ASCII by Jason Scott

Jason Scott's Weblog

BBS Documentary Update —

It is a surreal feeling, having pushed a rock up a hill for a very long time, to find the load suddenly lighter. In fact, as you consider it, the rock is not just getting lighter, but is possibly moving on its own. At that point, it will dawn on you that you have in fact pushed the rock over the summit of the hill and you are following it on the way down the other side. This is a excellent time to hold on tightly.

Such is the case currently, where three years of production are now flying together at a head, combining the research and information I’ve been sent from hundreds of people with the 200 interviews I conducted throughout the continent. Where before I was quietly mulling through footage and considering the next moves, it’s now a case of finishing up the last few hours of culling, assembling the sequences, and putting the whole thing together before it becomes a DVD set.

People ask me when it’ll be ready. I tell them I intend it to be ready for the end of the year. I still think that’s the case. This is much later than I intended and originally announced, but that’s because I am, after all, a single person. The constant motto is “Quality Trumps Deadlines”, since I’m not working on the same goals and pressures that most people are in these sorts of projects. I think the extra time it took me to assemble many of the interviews worked out in favor of a better creation.

What got me really fueled was committing to show “footage” at DEFCON XII, a convention in Las Vegas. I promised people would be seeing some preview footage, and as the day grew closer this promise was somewhat challenged by the complete lack of any actual footage to show.

With a week before the show, I stopped culling footage and instead turned towards creating something that would show what the episodes were like, using actual clips from interviews. It took nearly the whole week (one of the sequences was finished hours before the flight to Las Vegas) but in the end I produced a 16 minute run-through of six of the seven episodes, along with a new trailer and some other related material. While it was close, I didn’t end up in my hotel room furiously piecing things together on a laptop, so there are small victories involved.

The actual talk I gave bookending this footage is already archived on archive.org, sans the audio of the 16-minute clip (you miss too much stuff with it in there). The audience seemed to recieve it well, and reacted to it positively, so I know I’m onto something.

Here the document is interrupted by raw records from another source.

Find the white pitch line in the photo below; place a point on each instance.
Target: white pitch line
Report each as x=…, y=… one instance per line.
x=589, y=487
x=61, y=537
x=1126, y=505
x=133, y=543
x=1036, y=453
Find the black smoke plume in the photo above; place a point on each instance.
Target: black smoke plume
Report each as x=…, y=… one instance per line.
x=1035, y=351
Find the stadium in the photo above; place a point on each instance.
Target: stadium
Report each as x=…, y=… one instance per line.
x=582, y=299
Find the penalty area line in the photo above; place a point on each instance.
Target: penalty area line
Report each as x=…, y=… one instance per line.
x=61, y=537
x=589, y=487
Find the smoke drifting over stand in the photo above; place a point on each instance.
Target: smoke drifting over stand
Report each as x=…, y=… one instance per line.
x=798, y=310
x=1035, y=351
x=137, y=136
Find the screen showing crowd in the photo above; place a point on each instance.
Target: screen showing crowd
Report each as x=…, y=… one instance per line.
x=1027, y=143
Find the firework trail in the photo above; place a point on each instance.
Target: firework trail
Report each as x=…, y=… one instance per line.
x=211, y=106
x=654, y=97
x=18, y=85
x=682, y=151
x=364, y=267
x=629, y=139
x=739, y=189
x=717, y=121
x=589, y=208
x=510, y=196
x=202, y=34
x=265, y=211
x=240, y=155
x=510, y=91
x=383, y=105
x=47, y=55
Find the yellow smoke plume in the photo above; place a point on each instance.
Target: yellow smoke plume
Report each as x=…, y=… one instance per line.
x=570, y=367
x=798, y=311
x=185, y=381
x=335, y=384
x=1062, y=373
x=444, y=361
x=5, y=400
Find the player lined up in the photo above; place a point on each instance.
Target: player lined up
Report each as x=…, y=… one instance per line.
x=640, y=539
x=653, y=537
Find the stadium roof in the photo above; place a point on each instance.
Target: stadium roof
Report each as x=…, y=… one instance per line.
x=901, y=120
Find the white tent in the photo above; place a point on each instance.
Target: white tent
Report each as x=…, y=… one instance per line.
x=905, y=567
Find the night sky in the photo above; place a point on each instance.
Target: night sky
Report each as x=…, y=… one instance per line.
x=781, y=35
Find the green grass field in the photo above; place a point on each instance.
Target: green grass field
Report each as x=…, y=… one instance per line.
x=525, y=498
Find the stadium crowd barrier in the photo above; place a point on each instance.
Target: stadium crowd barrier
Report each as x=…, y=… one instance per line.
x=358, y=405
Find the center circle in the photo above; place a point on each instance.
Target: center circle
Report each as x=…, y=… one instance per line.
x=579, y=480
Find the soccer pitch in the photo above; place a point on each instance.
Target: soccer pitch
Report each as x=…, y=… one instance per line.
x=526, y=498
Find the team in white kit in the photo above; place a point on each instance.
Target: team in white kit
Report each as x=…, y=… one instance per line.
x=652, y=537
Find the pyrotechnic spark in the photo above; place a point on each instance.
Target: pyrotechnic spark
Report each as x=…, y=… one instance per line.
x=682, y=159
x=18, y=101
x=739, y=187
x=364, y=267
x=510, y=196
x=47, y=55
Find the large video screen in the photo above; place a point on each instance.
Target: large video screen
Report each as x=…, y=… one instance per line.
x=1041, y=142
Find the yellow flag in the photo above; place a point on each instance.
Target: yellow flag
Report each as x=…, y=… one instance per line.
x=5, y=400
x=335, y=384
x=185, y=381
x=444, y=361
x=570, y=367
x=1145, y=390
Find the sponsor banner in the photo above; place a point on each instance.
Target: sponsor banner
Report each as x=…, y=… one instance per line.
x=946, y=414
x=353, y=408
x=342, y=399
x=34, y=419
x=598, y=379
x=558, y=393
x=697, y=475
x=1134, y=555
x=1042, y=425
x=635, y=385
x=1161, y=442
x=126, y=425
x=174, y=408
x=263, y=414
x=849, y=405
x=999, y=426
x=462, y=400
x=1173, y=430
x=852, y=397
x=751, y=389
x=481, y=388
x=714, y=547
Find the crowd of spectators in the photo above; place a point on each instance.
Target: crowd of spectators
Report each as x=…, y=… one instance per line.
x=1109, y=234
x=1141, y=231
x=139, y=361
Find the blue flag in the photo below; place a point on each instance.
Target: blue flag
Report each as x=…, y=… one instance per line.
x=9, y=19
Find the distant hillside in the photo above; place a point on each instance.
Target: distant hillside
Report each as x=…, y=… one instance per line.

There have been some consistently asked questions in recent months, and so an actual and real “Frequently Asked Questions” list is building up. Let me answer some of them here, so they’re in one place.

This will definitely be a three-DVD set sold via myself and a number of partnering organizations in the style of amazon.com or perhaps fusecon.com. It will retail somewhere in the range of fifty dollars. I am not splitting up the DVDs, I am not selling it on VHS. The production will be released under a Creative Commons license. It is multiple separate episodes, not one long movie. It will be subtitled as an option. There will be easter eggs. There are people who are really cool and who you really admire who will be on the DVD, but there will be people who are cool and who you admire who will not. This does not make them any less cool and admirable, or mean I don’t think they are. Perhaps there will be a short version that plays for an hour and goes on TV, but it’s not overly important to me that there be one. It’s also not important to me that it be on cable TV or regular TV; with a beautiful digital format that gives you full on-demand navigation and many hours of footage, why would it be?

I can promise you that there’s definitely a “there” there, that is, the final works are definitely something substantial and interesting, especially if you know about BBSes in some fashion. If you don’t know about BBSes but can operate a computer with comfort, then you will likely find it interesting and substantial as well. It will have ways to “ramp up” on the subject enough to then watch the episodes. I will be very proud of the final product and will look forward to the positive and negative comments I’ll be recieving for months after it arrives.

I am not pleased with myself that I let things go on so long between updates; but I kept falling into not wanting to sound boring and uneventful. The editing process itself is not boring to me, but describing the victories, I find them very quiet: a particularly good line, an item in the background falling off a way, or an amazing counterpoint to a statement made thousands of miles away and months ago. I interviewed some smart people indeed.

Onward. Expect that in September you will be able to pre-order this documentary.